Jonathan Fievez

Personal information
- Born: 25 April 1978 (age 48)
- Years active: 1991–2003

Sport
- Sport: Rowing

Achievements and titles
- National finals: King's Cup 1998, 1999, 2000, 2003

Medal record
Men's rowing
Representing Australia
World Rowing Championships
| Silver medal – second place | 2003 Milan | M2+ |

= Jonathan Fievez =

Australian rower

Jonathan Fievez (born 25 April 1978 in Perth, Western Australia) is an Australian former rower. He was a junior world champion, national champion and was a medalist at World Rowing Championships.

==State and club rowing==
Fievez first made state selection for Western Australia in the 1995 youth eight contesting the Noel Wilkinson Trophy at the Australian Rowing Championships. He rowed in the West Australian youth eight again in 1996, stroking that eight which also included his brother Anthony to a second place. In 1998 he was selected in the Western Australia senior eight contesting the King's Cup at the Interstate Regatta. He was in the 1999 West Australian eight which won the King's Cup in 1999 and then he rowed in further King's Cup crews in 2000 and 2003.

==International representative rowing==
Fievez made his Australian representative debut aged seventeen as a sculler selected to race in an U23 quad scull at the 1995 World Rowing U23 Championships in Groningen. They finished in overall seventh place. That same year the same quad competed at the 1995 Junior World Rowing Championships in Poznan. The whole Australian squad were thrown into disarray by a severe bout of food poisoning suffered at the regatta accommodation. The quad raced anyway and placed seventh overall.
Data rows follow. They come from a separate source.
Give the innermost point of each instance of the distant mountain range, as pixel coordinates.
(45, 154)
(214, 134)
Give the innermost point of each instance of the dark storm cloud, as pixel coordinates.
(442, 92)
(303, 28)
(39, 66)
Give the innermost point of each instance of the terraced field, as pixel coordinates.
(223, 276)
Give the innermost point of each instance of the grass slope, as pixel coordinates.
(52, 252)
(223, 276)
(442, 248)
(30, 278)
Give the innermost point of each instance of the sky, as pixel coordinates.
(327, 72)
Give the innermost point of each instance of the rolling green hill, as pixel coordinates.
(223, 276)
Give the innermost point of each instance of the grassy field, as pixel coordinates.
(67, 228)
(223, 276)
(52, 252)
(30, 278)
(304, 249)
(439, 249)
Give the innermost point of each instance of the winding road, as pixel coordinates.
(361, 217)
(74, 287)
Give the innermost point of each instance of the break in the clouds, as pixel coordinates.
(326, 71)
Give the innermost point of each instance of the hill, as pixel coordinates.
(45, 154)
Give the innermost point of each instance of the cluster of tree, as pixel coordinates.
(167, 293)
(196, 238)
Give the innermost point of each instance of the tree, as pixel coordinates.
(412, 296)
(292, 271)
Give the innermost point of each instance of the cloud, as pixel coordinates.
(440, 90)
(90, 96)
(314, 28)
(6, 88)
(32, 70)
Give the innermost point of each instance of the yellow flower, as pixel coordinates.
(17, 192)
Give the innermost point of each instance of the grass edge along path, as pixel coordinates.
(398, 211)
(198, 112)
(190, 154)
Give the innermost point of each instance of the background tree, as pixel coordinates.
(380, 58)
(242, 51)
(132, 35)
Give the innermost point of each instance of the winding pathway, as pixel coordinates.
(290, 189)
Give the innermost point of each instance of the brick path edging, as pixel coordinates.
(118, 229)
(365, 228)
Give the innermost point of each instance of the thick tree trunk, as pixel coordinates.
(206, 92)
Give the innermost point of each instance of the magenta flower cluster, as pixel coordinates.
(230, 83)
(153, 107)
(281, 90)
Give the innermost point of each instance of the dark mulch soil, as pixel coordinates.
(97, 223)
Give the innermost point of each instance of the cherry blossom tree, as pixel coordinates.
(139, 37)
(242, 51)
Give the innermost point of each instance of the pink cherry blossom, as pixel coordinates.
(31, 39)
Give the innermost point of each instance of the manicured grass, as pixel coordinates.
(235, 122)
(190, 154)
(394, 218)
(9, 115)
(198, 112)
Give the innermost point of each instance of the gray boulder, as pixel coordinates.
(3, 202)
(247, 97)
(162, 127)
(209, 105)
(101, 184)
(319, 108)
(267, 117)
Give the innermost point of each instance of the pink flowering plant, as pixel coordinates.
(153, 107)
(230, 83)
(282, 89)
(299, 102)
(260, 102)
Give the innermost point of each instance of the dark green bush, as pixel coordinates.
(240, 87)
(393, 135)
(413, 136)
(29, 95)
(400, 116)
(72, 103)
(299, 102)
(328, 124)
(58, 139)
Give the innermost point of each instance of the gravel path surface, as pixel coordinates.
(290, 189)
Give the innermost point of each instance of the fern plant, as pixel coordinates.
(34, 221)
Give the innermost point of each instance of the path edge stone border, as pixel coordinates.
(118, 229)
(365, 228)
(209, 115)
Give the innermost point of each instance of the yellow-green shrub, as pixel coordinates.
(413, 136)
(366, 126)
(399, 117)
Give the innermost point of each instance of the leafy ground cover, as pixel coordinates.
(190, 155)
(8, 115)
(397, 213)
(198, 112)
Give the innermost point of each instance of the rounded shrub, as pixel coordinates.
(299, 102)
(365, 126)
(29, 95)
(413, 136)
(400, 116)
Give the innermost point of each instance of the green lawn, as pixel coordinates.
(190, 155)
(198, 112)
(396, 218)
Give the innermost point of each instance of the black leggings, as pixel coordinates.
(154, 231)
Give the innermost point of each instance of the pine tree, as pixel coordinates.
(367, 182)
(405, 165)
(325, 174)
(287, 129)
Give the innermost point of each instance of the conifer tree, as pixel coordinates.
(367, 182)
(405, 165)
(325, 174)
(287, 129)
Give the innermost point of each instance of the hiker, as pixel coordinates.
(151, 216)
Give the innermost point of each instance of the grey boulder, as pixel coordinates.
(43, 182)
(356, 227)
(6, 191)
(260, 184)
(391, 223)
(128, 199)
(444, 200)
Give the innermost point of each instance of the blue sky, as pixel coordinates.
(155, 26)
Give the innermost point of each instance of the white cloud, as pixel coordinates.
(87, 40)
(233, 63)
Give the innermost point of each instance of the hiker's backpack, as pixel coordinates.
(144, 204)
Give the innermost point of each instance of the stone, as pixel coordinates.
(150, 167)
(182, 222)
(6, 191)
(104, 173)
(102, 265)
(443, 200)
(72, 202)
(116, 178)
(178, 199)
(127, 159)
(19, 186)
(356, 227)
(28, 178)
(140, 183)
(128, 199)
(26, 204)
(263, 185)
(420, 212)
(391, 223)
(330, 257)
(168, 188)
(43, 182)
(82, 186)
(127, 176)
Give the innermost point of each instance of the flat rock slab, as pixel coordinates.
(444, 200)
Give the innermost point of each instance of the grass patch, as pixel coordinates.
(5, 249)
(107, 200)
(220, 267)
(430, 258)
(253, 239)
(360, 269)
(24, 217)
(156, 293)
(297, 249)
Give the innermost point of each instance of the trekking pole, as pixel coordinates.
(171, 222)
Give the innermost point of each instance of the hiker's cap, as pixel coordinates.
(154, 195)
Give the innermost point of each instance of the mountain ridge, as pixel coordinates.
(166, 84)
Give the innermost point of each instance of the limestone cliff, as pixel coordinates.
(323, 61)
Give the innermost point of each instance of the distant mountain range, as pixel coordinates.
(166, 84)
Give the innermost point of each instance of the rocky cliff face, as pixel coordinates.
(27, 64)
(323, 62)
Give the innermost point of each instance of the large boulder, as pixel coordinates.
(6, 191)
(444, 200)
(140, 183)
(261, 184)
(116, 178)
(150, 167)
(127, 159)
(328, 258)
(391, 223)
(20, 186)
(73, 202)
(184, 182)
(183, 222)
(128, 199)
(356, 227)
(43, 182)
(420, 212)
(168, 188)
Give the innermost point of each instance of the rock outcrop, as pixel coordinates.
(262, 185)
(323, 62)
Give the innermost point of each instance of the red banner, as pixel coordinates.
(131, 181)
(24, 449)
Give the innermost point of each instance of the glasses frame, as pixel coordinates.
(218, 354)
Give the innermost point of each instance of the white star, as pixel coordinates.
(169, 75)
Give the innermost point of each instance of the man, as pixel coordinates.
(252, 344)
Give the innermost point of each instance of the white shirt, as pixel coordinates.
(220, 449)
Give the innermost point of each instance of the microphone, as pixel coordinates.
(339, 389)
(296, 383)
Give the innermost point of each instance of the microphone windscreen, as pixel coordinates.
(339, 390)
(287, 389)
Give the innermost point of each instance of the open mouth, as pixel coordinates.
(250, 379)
In 1996 Fievez was picked in the Australian double scull at the 1996 Junior World Rowing Championships in Glasgow. Racing in the final with Timothy Perkins, they were fifth at the 500m mark, took the lead by the 1000m and held off a fast finish from the Yugoslavs to win by 0.18 secs and take the gold.

In 1999 Fievez was selected in the Australian senior squad and with Matthew O'Callaghan, he raced a double scull at the 1999 World Rowing Championships in St Catharines Canada. They finished overall seventeenth. By 2003 Fievez had switched to sweep-oared boats and was back in representative contention. With his West Australian team-mate Luke Pougnault he contested the coxless pair at the World Rowing Cup III in Lucerne and then at the 2003 World Rowing Championships they raced as a coxed pair with Marc Douez up front. They won a silver World Championship medal.

==Surfboats==
In stillwater retirement Fievez took up surfboat rowing and surf ski racing. He was in a North Cottesloe Beach SLSC boat with David Porzig (another Australian representative stillwater rower) which won the open men's surfboat category at the World Surflifesaving Championships in Victoria in 2006. As of 2014 Fievez was still competing in master's events in single surf skis.